The Humane Society of the United States supports Costco’s recent announcement that it’s calling on its pork suppliers to eliminate their confinement of pigs in gestation crates by 2022.

“We want all of the hogs throughout our pork supply chain to be housed in groups…and expect that this transition should be accomplished no later than 2022,” wrote Doug Schutt, Costco’s EVP of merchandising in a letter sent to the company’s pork suppliers. “All of us at Costco take animal welfare seriously and consider humane animal handling a business imperative.”

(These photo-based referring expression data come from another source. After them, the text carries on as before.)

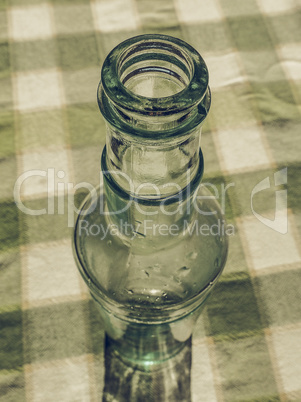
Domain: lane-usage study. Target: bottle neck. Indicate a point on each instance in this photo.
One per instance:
(152, 169)
(154, 95)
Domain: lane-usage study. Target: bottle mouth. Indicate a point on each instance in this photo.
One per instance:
(149, 77)
(154, 74)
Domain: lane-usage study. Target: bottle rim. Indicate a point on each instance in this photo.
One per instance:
(114, 97)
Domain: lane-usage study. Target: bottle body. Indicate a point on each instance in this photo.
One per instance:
(150, 242)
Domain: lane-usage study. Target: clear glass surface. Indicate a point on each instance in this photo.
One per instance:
(150, 242)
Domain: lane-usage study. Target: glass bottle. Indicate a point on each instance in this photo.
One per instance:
(143, 241)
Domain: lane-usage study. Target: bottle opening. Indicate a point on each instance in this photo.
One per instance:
(155, 69)
(154, 84)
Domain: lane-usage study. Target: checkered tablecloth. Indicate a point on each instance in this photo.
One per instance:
(246, 346)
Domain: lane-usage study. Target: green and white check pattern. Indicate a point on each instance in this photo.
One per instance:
(247, 344)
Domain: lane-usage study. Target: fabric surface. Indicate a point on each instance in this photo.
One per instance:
(246, 346)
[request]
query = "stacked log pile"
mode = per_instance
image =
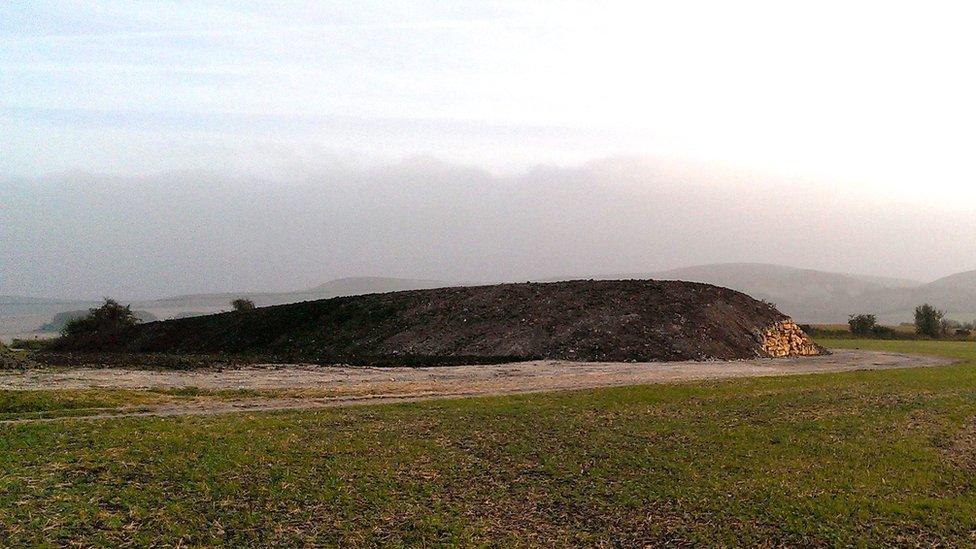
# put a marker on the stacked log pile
(785, 338)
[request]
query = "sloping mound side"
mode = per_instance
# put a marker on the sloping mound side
(625, 320)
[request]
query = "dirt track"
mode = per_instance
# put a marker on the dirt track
(318, 386)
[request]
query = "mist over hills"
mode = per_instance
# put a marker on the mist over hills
(807, 295)
(86, 236)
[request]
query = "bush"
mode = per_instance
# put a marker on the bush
(28, 344)
(109, 318)
(862, 324)
(928, 321)
(242, 304)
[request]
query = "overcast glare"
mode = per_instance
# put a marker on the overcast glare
(224, 146)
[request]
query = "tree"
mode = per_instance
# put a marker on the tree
(928, 320)
(242, 304)
(862, 324)
(110, 317)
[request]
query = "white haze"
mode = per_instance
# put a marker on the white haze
(88, 236)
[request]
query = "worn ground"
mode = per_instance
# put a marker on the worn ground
(280, 387)
(868, 458)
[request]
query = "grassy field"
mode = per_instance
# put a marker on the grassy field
(854, 458)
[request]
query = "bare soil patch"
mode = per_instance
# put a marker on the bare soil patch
(297, 386)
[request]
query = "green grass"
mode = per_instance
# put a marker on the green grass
(858, 458)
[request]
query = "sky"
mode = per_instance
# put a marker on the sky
(866, 103)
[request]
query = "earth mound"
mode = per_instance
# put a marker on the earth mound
(586, 320)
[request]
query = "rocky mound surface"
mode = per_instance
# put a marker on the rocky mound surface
(615, 320)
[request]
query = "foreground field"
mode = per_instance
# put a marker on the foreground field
(117, 392)
(857, 457)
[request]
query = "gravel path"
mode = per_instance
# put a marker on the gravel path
(341, 386)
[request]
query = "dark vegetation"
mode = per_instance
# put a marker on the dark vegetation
(639, 320)
(242, 304)
(60, 320)
(930, 323)
(108, 321)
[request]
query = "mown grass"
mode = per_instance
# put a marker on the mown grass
(858, 458)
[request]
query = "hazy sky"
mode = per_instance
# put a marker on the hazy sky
(870, 102)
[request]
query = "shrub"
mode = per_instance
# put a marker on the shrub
(928, 321)
(28, 344)
(884, 332)
(242, 304)
(862, 324)
(110, 317)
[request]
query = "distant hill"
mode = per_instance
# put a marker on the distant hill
(807, 295)
(825, 297)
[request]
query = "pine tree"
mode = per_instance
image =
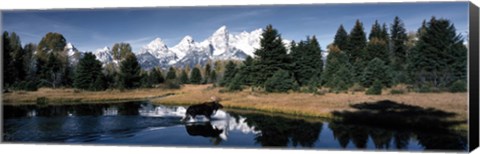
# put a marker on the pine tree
(196, 76)
(121, 50)
(88, 73)
(229, 74)
(307, 61)
(376, 48)
(130, 72)
(184, 77)
(398, 50)
(338, 71)
(156, 76)
(341, 38)
(208, 69)
(281, 81)
(356, 45)
(271, 56)
(376, 70)
(439, 57)
(171, 74)
(376, 31)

According to the Humane Society, in the pork industry, the vast majority of mother pigs are confined day and night during their four-month pregnancy in gestation crates, cages roughly the same size as the animals’ bodies that prevent them from even turning around. They are then placed into another crate to give birth, are re-impregnated, and put back into a gestation crate. This happens pregnancy after pregnancy for their entire lives, adding up to years of virtual immobilization.

Costco’s decision follows discussions with animal welfare group Mercy For Animals about undercover video taken by the organization at a gestation crate pig confinement facility supplying pork to Costco stores, as well as after discussions with The HSUS.

Since February, other major retailers—including McDonald’s, Burger King, Wendy’s, Kroger, Safeway, Kraft (Oscar Mayer), Heinz, Denny’s, Cracker Barrel, Carl’s Jr., Hardee’s, Sonic, Baja Fresh, Kmart, Compass Group and Sodexo—have announced that they will eliminate gestation crates from their supply chains.

Pork providers Smithfield and Hormel have pledged to end the use of gestation crates at their company-owned facilities by 2017, and Cargill is already 50 percent crate-free. In addition, nine U.S. states have passed laws to ban the practice and Massachusetts, New York and New Jersey have bills pending that would do the same.